Mulesoft + WSO2 Identity Server SAML SSO
Introduction
In this article, I am going to explore how to configure SAML SSO between the Anypoint Platform and WSO2 Identity Server.
Necessary Softwares
You will need the below software for this demo:
- An Anypoint Platform account
- WSO2 Identity Server (https://wso2.com/identity-server/#)
- SAML Tracer plugin (Firefox/Chrome)
Article Division
I will divide the article into the below sections:
Configure WSO2 Identity Server
Configure Anypoint Platform
SAML debugging
Conclusion
Configure WSO2 Identity Server
Download & Run
WSO2 Identity Server is an Open Source free product (I am a former employee of WSO2). You can download it from the link. I have chosen the 5.11.0 version.
I have downloaded the zip version of the product. Extract the product and navigate to the bin directory.
wso2is-5.11.0/bin
Execute the below shell script:
sh wso2server.sh
And done. It will take some time and the WSO2 Identity Server will be up & running.
Create a user in the WSO2 Identity Server
Browse the following link, https://localhost:9443/carbon/
Username: admin
Password: admin
Click Users and Roles → Add → Add New User
Provide Username & Password:
Select a Role for the user. It's related to the WSO2 Identity Server and don't worry about it at this moment.
Click Finish and you are done. Now you can list the users.
Now, click the User Profile link at the rightmost corner of the user created. Fill up this form with some dummy data.
For the sake of simplicity take note of the Country field. We will use this field to send the Group to map in the Anypoint Platform. But, in the real-life scenario, we can add custom claims for it and that's out of the scope of this article.
For now, let's fill Mule_Admin in the Country field. Let's assume that the user belongs to this group. Update and done.
Configure Service Provider in WSO2
Click Service Providers → Add
Give it some name (e.g mule-sp) and click Register. You will land on this next page:
Click Inbound Authentication Configuration → SAML Web SSO Configuration → Configure
Fill out this form as shown below:
For Assertion Consumer URLs, add any URL at this moment. We will change it later.
Fill in the later part of the form as shown below,
Enable Attribute Profile → Include Attributes in the Response Always is important.
Register and done.
Click the Download IDO Metadata button and it will download the necessary metadata to configure in Anypoint Platform.
Claim Configuration
This is the most important part.
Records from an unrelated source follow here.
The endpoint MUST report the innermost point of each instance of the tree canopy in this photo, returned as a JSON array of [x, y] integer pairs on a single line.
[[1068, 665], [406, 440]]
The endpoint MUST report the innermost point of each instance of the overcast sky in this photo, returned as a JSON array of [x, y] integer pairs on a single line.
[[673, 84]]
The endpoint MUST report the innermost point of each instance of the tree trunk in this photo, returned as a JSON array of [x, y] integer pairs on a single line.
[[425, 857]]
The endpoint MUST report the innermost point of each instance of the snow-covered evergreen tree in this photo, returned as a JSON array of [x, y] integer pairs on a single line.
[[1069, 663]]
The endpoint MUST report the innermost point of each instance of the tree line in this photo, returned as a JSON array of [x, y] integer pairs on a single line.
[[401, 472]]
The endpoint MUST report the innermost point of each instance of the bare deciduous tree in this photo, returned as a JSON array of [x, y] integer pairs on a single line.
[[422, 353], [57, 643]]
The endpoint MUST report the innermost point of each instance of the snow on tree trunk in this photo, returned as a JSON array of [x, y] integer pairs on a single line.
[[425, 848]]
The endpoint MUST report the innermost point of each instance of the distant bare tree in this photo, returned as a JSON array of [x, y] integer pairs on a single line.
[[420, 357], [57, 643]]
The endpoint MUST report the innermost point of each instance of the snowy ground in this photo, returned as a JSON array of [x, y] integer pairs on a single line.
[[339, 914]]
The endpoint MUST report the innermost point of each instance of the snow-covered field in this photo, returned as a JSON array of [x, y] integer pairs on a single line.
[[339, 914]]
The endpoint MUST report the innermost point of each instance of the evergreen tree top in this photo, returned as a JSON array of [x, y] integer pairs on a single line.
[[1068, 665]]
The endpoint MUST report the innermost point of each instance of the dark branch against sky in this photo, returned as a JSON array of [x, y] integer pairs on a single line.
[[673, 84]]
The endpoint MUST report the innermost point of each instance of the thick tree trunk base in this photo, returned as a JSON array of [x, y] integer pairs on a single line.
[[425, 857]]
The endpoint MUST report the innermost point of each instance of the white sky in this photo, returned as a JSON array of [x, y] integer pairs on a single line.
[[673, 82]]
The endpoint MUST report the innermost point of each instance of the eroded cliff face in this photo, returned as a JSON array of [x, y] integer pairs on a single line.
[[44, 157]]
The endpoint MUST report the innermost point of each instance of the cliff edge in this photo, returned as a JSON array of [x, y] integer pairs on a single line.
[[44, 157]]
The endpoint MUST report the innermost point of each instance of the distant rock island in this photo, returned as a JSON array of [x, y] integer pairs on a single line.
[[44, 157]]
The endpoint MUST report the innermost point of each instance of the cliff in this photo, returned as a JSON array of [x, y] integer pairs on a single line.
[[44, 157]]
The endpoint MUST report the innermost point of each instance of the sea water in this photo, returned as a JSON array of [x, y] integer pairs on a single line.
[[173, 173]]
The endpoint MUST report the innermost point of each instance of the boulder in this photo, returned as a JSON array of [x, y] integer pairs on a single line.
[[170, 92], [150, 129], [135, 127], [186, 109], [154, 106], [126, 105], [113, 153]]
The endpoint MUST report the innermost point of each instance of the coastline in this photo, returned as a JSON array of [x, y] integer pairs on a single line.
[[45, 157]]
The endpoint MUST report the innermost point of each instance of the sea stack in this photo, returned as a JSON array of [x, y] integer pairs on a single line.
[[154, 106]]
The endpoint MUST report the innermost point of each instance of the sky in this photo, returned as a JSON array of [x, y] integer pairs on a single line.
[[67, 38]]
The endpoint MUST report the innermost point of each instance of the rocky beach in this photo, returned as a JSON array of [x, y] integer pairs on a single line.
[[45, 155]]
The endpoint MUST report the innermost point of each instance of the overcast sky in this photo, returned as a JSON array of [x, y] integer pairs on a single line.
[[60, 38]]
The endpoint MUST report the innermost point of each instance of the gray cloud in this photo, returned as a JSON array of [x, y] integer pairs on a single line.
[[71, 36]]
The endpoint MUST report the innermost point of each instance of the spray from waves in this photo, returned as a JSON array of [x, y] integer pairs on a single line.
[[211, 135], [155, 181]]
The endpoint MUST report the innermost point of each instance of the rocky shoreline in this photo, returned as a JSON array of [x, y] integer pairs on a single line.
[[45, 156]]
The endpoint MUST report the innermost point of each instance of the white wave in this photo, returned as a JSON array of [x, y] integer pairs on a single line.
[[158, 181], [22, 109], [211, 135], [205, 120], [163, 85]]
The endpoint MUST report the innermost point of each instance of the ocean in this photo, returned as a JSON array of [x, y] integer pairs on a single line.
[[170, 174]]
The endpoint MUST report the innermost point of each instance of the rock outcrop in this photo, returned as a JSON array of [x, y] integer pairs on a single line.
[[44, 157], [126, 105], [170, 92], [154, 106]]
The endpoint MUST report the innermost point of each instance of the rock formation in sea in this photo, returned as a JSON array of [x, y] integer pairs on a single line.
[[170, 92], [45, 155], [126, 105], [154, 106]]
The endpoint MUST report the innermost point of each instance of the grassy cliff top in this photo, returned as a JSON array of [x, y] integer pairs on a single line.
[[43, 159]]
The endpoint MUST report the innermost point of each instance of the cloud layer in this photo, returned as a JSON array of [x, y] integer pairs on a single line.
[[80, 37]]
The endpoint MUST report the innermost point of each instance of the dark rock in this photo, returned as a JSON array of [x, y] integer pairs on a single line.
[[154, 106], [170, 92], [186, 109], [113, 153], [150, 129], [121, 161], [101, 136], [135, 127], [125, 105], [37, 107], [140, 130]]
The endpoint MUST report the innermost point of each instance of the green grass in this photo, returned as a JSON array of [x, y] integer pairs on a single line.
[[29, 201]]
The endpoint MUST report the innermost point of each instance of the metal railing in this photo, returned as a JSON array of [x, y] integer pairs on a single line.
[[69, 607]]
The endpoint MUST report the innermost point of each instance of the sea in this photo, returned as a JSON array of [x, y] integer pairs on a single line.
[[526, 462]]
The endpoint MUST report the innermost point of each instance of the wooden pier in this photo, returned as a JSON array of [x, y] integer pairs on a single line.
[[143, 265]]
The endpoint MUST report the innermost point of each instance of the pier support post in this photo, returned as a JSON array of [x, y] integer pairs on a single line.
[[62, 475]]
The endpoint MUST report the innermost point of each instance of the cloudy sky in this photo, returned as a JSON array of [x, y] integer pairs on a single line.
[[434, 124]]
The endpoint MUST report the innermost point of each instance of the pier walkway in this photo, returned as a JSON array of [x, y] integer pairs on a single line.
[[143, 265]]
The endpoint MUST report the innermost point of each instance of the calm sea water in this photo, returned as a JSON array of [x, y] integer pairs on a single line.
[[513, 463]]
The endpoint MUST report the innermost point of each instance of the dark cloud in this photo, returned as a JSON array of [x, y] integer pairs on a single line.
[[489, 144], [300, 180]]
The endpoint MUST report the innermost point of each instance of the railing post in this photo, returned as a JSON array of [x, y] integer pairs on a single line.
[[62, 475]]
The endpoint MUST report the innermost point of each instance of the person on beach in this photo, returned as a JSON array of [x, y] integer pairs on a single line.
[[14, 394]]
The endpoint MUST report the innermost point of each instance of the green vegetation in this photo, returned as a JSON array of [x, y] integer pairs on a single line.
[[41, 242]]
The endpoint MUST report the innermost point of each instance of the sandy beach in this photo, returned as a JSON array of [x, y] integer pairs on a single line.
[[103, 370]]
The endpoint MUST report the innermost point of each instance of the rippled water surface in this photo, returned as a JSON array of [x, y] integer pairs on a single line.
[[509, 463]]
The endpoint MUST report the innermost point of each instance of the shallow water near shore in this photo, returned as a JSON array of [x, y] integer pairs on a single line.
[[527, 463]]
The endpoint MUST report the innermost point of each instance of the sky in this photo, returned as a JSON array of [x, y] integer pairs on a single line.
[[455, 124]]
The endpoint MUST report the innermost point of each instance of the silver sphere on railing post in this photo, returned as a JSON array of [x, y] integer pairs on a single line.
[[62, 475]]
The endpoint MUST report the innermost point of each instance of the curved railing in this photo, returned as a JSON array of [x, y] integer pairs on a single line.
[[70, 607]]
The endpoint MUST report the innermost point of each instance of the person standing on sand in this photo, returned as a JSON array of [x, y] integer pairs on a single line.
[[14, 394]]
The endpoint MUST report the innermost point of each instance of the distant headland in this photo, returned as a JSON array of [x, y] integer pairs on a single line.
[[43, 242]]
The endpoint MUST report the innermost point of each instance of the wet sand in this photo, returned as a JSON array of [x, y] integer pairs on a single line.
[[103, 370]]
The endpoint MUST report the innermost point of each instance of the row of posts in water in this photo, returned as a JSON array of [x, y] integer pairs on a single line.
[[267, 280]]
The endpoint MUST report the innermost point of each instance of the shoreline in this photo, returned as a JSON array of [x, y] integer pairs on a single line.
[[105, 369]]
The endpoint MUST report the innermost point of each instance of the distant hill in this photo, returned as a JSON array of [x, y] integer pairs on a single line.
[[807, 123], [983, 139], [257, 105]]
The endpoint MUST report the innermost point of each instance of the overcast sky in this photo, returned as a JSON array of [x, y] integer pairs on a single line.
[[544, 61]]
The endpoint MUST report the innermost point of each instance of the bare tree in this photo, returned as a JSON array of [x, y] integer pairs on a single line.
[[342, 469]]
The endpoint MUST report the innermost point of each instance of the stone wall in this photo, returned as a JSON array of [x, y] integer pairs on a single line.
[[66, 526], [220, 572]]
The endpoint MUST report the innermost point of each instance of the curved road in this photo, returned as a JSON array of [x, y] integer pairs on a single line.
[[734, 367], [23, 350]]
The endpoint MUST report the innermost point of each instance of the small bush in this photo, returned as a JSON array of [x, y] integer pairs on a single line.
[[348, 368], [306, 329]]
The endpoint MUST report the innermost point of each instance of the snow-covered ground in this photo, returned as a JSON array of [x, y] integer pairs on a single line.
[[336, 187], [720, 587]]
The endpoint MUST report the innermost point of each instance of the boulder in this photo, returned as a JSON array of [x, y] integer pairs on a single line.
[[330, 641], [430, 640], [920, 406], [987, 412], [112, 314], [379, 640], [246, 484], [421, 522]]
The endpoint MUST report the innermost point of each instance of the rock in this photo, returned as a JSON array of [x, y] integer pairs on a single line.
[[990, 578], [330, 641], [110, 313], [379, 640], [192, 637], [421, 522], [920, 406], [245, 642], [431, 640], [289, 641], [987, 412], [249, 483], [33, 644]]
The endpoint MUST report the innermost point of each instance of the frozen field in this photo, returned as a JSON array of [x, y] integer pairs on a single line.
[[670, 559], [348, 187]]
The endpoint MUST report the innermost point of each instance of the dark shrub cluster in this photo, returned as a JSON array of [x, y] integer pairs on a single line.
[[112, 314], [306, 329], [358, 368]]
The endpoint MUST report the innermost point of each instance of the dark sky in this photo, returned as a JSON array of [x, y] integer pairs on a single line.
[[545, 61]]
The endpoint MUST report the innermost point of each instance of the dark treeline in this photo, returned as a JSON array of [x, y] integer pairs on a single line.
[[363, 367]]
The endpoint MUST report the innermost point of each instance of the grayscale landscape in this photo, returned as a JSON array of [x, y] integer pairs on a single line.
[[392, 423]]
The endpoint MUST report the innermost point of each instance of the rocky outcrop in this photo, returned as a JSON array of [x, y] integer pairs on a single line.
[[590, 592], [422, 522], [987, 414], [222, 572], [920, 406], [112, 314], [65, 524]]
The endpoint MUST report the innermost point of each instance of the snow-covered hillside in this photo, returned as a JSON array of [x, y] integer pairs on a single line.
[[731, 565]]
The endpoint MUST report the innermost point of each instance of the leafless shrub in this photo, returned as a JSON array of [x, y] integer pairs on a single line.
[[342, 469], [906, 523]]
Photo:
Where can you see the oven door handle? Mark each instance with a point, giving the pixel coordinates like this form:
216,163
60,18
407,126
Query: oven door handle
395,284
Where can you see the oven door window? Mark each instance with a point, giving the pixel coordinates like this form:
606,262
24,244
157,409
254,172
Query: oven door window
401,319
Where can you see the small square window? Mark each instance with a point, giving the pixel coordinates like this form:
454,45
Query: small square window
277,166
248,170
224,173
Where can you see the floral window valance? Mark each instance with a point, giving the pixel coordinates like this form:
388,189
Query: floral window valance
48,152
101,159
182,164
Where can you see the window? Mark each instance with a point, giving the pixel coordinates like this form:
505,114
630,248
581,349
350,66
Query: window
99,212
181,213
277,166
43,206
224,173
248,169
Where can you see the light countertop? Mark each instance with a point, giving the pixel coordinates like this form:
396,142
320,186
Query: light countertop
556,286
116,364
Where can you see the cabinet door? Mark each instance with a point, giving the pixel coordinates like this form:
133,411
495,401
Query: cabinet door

You must send some necessary attributes/claims of the user to the Anypoint Platform for SSO. In the service provider created expand the Claim Configuration section:
Click Define Custom Claim Dialect → Add Claim URI and add/map the below claims:
Below are things that happened here:
I have mapped the country attribute/claim of the user to ROLE claim of the SP.
Subject Claim URL , I have set to EMAIL claim of the SP. It's important because Anypoint Platform needs a mandatory email attribute.
Also, I said that the role/group/profile (or whatever else) of the user is mapped to the ROLE claim of the service provider.
Configure Anypoint Platform
In the Anypoint Platform, let's create a SAML 2.0 IDP.
Now choose the downloaded metadata.xml and import it. Most of the configurations will be automatically done for you.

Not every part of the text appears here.